I’ve always been an early morning runner. There is nothing like claiming the streets as my own and experiencing the quietness of the earth before it is overrun by engines, people, and the busyness that each day brings. I have always found that the early morning hours are the most honest. It is in those hours when I am able to, as Anne Sexton says, “put my ear down to my soul and listen hard.”
When I’m told that it’s time to stop running, like I was instructed last week, I have a little freak out moment. I worry that I am losing something. Today, though, I saw the error in my thinking. Just after 6 a.m., adorned in my running shoes, I walked out the door. Just like usual I headed up the street, only at a slower pace, toward one of my usual five mile routes.
Something about this slower pace was exhilarating.
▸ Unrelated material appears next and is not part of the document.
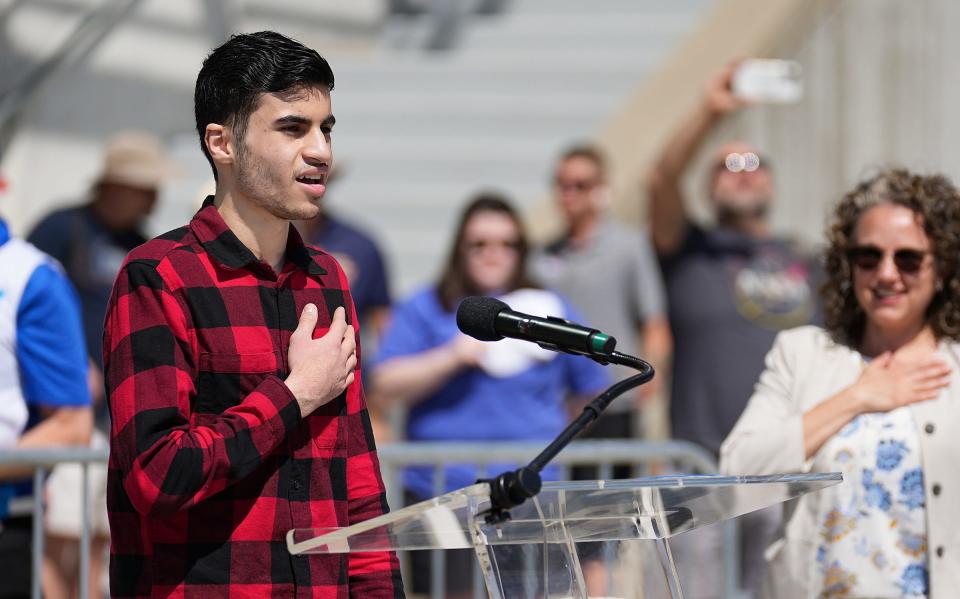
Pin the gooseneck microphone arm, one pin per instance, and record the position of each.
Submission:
(510, 489)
Rather than concentrating on footing, breathing, and the watch on my wrist, I opened my eyes to see my surroundings. Somehow, in the darkened morning light, everything became more clear, more beautiful, more real.
This morning I was able to see the changing of the season, almost as if it were happening right before my eyes. The colors, they were so vibrant, and I drank it in like a cold glass of water on a hot day. As I passed by other walkers whom I have run by countless times through the years I was asked more than once, “you’re not running today?”
“Not today”, I answered with a smile. Today, I was in on their secret. . . today I was seeing the morning through their lens.
While I walked along the roads I felt strangely calm. . . peaceful. I felt confident and comfortable. I felt thankful for this new view. As I walked I placed my hand on my hardened belly that seemed to have a beating drum inside of it and I felt an arm or a leg or a head or a foot and in that moment it sunk in a little deeper. . . our family is really going to expand.
I felt my excitement grow. Rather than nervousness, I felt joy. Rather than over-whelmed, I felt capable. Perhaps we can do this three kid thing and perhaps if will be fun.
About halfway into my walk I came to the reason that I had lugged my camera along. This tree. . .
As I got closer and closer to this tree that I have claimed as my own I felt proud of myself for finally capturing a picture of it. It wasn’t until I got right next to the tree it and put my camera to my eye that I finally noticed it. . . it is not a tree. . .
. . . but trees! Several little trees that made up what I thought was a big, strong, statement-making tree.
I was so surprised.
Once again, I was struck with the importance of slowing down. I know that, in the speed of light pace of life, slowing down will not happen naturally. I realized this morning, that slowing down must be something that I require of myself. A discipline that I have to work to develop. I didn’t go looking for the beautiful things I saw this morning. In fact, I’m quite sure they have always been there. . . it just took my slowing down enough to see it.
It was a good morning. . . a really good morning.